Lam was responsible for the deal when she was chief secretary last year. The project sparked controversy as the deal did not go through any public consultation before it was announced. It is set to replace what would have been a performance venue at the West Kowloon Cultural District.
The museum will be constructed to display exhibits borrowed from the Beijing Palace Museum.
In January, Mo alleged that Lam had committed misconduct in public office, by directly appointing architect Rocco Yim as the consultant for the HK$3.5 billion museum project, instead of hosting a public competition to pick architects – the usual practice. Mo said in March that the ICAC told her it would open a file and investigate the complaint.
Lam had admitted that she was the first government official to approach Yim last May, asking him to conduct a feasibility study as part of the project’s preliminary stage. Yim was paid HK$4.5 million for the study.
On Thursday, Mo said the ICAC called her to say the investigation has been dropped.
“[They said] they looked at the whole process and did not find any signs of misconduct in public office, or other issues such as underhand dealings,” she said.

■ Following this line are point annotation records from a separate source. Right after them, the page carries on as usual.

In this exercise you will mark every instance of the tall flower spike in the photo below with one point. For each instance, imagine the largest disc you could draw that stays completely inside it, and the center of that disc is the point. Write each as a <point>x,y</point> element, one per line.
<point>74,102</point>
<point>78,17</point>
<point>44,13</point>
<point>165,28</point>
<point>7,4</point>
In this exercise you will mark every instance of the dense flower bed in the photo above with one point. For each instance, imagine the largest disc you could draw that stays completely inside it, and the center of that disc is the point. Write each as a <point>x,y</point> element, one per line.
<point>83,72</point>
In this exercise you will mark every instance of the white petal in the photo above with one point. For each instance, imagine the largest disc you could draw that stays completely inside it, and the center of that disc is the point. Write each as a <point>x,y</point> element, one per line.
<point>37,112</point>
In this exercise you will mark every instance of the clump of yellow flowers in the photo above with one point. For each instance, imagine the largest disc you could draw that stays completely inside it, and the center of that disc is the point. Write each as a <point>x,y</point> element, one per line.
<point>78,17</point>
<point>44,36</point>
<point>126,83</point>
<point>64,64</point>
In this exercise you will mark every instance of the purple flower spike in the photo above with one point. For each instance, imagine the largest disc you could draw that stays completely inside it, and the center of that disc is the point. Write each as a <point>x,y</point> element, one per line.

Mo added the ICAC said the decision was given to an independent case review committee, and the committee accepted the decision.
Lam will take office as chief executive on July 1.
“Of course, some will say what a coincidence in timing this is – it seems – like a celebration for Lam who is ready to take office. But personally, I choose to believe in the ICAC,” Mo said.
Mo said that she had told Lam that the Palace Museum incident was handled very badly, and that Lam admitted that “it could be been handled better.”
A group of activists filed a judicial review in January alleging that the West Kowloon Cultural District Authority violated the relevant ordinance, which requires public consultations to be held on the development or operation of its facilities.
The activists told HKFP last month that they have yet to receive a reply from the court.
The public consultation, which began only after the project was announced, was criticised by democrats as “fake.”
Following a memorandum signed last December, the Authority will sign an agreement of cooperation with the Beijing Palace Museum to settle details within six months. The deadline is this Friday.
Duncan Pescod, the director of the Authority, said on Wednesday that it may be delayed as the agreement was still under discussion. However, he insisted that there was not a lot of problems to resolve.